The following code creates the multiple two-dimensional output datasets with the customized labels.
/* proc tabulate with separate grouped output dataset */
proc tabulate data = SalesReport format=dollar12.;
class Department region ;
var Sales;
table region,
Department='',
Sales=''*region='# of Region'*mean=''*F=dollar8.
/box="Mean Sales by Department";
format region regionfmt.;
run;
Create RTF File With PROC TABULATE Output In SAS
You can print the proc tabulate result to a RTF (Rich Text Format) file in SAS.
The ODS option can be used in SAS to create this document. ODS statements help generate high-quality, detailed presentation output from SAS. With ODS, you can create various file types including HTML, Rich Text Format (RTF), PostScript (PS), Portable Document Format (PDF), and SAS data sets.
You need to add an ODS RTF statement in the beginning of your code by specifying output file details and add an ODS RTF close statement at the end.
We will use the earlier example and put the result into an RTF file using the ODS RTF statement.

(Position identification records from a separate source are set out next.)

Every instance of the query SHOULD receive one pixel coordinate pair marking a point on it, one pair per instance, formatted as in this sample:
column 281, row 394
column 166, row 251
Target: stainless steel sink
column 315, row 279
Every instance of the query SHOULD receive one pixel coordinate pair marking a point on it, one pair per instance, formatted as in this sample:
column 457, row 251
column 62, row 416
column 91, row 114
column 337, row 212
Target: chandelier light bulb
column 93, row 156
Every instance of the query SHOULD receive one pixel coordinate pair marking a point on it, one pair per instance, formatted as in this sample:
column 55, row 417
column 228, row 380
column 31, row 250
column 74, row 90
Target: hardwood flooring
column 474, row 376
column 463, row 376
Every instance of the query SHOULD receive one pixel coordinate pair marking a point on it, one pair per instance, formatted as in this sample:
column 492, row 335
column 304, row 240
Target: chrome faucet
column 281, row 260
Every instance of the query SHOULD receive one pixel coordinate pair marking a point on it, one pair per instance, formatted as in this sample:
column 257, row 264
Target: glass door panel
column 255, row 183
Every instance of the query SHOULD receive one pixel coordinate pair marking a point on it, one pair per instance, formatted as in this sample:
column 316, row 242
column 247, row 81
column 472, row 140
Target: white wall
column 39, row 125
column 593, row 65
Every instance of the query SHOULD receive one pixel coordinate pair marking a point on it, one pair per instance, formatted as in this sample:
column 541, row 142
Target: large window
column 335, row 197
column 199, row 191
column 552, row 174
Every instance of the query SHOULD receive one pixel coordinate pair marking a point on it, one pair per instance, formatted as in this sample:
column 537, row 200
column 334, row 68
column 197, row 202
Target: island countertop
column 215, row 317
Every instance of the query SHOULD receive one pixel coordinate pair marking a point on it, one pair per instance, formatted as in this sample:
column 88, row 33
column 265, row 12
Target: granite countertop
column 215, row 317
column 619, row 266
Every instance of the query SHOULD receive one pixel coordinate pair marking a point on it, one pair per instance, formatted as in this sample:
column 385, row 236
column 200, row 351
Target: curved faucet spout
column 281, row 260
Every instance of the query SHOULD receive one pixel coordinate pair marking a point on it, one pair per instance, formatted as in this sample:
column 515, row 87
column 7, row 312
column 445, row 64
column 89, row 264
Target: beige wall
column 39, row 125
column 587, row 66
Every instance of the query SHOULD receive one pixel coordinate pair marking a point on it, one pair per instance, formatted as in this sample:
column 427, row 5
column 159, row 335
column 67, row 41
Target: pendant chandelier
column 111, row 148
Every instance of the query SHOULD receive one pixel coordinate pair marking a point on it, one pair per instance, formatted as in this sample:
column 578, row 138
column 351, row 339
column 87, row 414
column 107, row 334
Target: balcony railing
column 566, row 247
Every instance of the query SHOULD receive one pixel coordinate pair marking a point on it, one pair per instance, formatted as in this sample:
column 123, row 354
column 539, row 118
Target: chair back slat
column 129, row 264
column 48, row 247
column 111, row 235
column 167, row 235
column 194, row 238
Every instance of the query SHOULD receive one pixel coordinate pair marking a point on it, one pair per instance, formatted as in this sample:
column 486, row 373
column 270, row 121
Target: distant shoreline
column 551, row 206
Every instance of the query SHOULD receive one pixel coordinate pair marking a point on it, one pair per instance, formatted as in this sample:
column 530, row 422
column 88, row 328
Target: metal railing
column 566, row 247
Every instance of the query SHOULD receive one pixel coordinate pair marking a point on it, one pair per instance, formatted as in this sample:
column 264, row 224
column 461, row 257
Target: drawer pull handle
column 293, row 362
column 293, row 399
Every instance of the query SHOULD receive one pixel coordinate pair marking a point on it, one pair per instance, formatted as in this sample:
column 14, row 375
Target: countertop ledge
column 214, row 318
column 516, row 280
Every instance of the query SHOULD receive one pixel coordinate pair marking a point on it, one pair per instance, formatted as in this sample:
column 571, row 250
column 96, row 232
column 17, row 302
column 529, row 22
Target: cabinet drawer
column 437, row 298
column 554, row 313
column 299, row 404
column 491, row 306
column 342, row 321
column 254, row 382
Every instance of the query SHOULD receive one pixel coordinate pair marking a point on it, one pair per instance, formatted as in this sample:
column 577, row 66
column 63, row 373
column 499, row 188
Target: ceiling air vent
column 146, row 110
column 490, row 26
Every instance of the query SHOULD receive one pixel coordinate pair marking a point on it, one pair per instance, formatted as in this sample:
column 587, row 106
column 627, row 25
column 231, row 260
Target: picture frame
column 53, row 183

/* Print proc tabulate result to an External RTF File */
options nodate nodetails;
ODS RTF File='/home/u61950255/Files/proc_tabulate_Result.RTF';
proc tabulate data=SalesReport format=dollar12.;
class region store department;
var sales;
table region*store,
sales*mean*department
/ rts=25;
format region regionfmt.;
title 'Average Sales for Each Store in the Region by Department';
title2 '(millions of dollars)';
run;
ODS RTF Close;
Create PDF File With PROC TABULATE Output In SAS
You can print the proc tabulate result to a PDF file in SAS similar to an RTF file. The ODS option can be used in SAS.
You need to add an ODS PDF statement in the beginning of your code by specifying output file details and add an ODS PDF close statement at the end.
We will use the earlier example which we are using to create an RTF file to create PDF file output using the ODS PDF statement.
/* Print proc tabulate result to an External PDF File */
options nodate nodetails;
ODS PDF File='/home/u61950255/Files/proc_tabulate_Result.PDF';
proc tabulate data=SalesReport format=dollar12.;
class region store department;
var sales;
table region*store,
sales*mean*department
/ rts=25;
format region regionfmt.;
title 'Average Sales for Each Store in the Region by Department';
title2 '(millions of dollars)';
run;
ODS PDF Close;
FAQ – PROC TABULATE In SAS
PROC TABULATE is a SAS procedure that displays descriptive statistics in tabular format using some or all of the variables in a data set.
PROC TABULATE provides simple but powerful methods to create tabular reports, flexibility in classifying the values of variables and establishing hierarchical relationships between the variables, and mechanisms for labeling and formatting variables and procedure-generated statistics.
To create a simple table using PROC TABULATE, you need to specify the variables to be used in the table, the summary statistics to be computed, and the format of the output.
To customize the output of PROC TABULATE, you can use various options such as the FORMAT statement, the CLASS statement, the VAR statement, and the TABLE statement. These options allow you to control the appearance of the output and the statistics that are displayed.